The Mali Humanitarian Country Team, made up of UN and some NGO agency
heads, is working out an access strategy based on the importance of
upholding impartiality, said David Gressly, regional humanitarian
coordinator for the Sahel. While some UN agencies are already
operational, security concerns mean that UN Refugee Agency UNHCR has
very limited access to assess the needs of the displaced, said its
spokesperson Fatoumata Lejeune-Kaba.
Armed escorts
One area of contention is the use of armed escorts. Humanitarian
agencies generally shun the use of armed escorts or armed protection for
their warehouses and other property, so as to avoid affiliation with
one side or the other in a conflict.

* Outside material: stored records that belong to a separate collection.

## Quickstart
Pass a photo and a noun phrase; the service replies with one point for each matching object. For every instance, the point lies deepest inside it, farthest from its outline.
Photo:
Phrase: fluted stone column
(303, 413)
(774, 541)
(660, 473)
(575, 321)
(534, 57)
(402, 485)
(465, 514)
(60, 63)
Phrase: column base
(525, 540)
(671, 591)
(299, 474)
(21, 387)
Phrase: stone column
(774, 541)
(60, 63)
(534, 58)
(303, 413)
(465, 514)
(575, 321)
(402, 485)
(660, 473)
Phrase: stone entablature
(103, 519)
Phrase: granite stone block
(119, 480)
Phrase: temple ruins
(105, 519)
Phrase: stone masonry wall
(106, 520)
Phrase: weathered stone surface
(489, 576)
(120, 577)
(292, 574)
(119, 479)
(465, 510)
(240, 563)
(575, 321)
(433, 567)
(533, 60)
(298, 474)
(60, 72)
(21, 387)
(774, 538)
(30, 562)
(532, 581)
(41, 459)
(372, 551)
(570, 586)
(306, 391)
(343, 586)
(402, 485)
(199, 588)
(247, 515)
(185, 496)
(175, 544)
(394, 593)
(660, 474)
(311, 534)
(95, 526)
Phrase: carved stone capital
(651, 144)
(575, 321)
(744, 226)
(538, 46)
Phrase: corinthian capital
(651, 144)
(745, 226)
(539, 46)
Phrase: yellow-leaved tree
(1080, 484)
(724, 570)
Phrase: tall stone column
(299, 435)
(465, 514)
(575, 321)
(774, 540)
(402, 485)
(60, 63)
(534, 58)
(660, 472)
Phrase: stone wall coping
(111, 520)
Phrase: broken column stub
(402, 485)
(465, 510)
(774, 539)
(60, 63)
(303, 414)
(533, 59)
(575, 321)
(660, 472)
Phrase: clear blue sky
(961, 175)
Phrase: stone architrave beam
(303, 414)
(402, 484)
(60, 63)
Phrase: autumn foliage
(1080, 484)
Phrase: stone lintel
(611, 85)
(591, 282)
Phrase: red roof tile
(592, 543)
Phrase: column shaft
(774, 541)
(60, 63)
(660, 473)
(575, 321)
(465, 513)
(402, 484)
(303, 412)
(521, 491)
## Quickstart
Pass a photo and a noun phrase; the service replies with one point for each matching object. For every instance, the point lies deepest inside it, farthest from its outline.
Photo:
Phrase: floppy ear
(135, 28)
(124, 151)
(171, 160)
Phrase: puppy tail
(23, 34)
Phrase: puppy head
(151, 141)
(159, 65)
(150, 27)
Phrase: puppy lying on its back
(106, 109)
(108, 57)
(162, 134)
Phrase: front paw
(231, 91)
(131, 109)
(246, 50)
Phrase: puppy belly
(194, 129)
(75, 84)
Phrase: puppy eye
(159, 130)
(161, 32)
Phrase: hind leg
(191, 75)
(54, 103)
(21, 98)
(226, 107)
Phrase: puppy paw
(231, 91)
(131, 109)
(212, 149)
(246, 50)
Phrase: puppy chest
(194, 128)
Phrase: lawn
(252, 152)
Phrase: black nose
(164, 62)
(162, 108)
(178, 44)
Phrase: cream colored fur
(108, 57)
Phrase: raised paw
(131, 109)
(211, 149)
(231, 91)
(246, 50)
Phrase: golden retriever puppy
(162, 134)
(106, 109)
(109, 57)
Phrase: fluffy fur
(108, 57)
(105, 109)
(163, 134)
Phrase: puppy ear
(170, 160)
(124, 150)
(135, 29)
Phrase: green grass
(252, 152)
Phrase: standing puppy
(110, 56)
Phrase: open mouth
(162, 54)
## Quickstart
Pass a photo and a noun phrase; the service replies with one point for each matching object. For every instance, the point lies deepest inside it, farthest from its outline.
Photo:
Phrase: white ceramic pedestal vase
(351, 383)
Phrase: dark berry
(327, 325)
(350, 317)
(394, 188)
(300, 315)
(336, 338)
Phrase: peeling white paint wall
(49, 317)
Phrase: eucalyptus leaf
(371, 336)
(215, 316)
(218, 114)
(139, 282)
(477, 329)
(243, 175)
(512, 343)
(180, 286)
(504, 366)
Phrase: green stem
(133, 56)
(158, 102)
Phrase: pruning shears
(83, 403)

While some agencies - like MDM -
will never use them, others - like WFP - will do so in extreme
circumstances, said its acting representative, Martine Ohlsen.
“It is partly a question of scale - as the volume goes up, so do the
risks,” said Gressly. Vandecasteele told IRIN he recognizes the
temptation for some agencies to use armed guards, particularly with
highly valuable stock at stake, but that "it sets a dangerous
precedent." As one agency head put it, an armed escort can become an
active belligerent in a conflict overnight.
Some aid groups have already accepted armed escorts. Hearing of people’s
needs in the north, local group Cri du Coeur (Cry of the Heart)
collected money and aid donations from Bamako residents and sent a
convoy north, accepting MNLA escorts between Douentza in the Mopti
region and Gao. “We established contacts with MNLA and Ansar Dine, and
they demanded they secure the convoy themselves, and that they supervise
the distribution of food,” Tidiane Guindo, the public relations officer
of non-profit Cri du Coeur told IRIN. When they arrived, a distribution
committee made up of prominent local citizens were in place to
distribute he goods, he said.
In Timbuktu, local resident Moulaye Sayah told IRIN, the food and
medicines sent there are “distributed under the very close supervision
of Ansar Dine." Some say it is better to have aid delivered that way
than not at all.
Others however, worry that it has dangerous repercussions, including
contributing to a war economy. “They [the guards] don’t do it for free;
and then there is their fuel to cover,” said the agency head. “Aid can
be delivered through armed convoys, but don’t call it humanitarian.”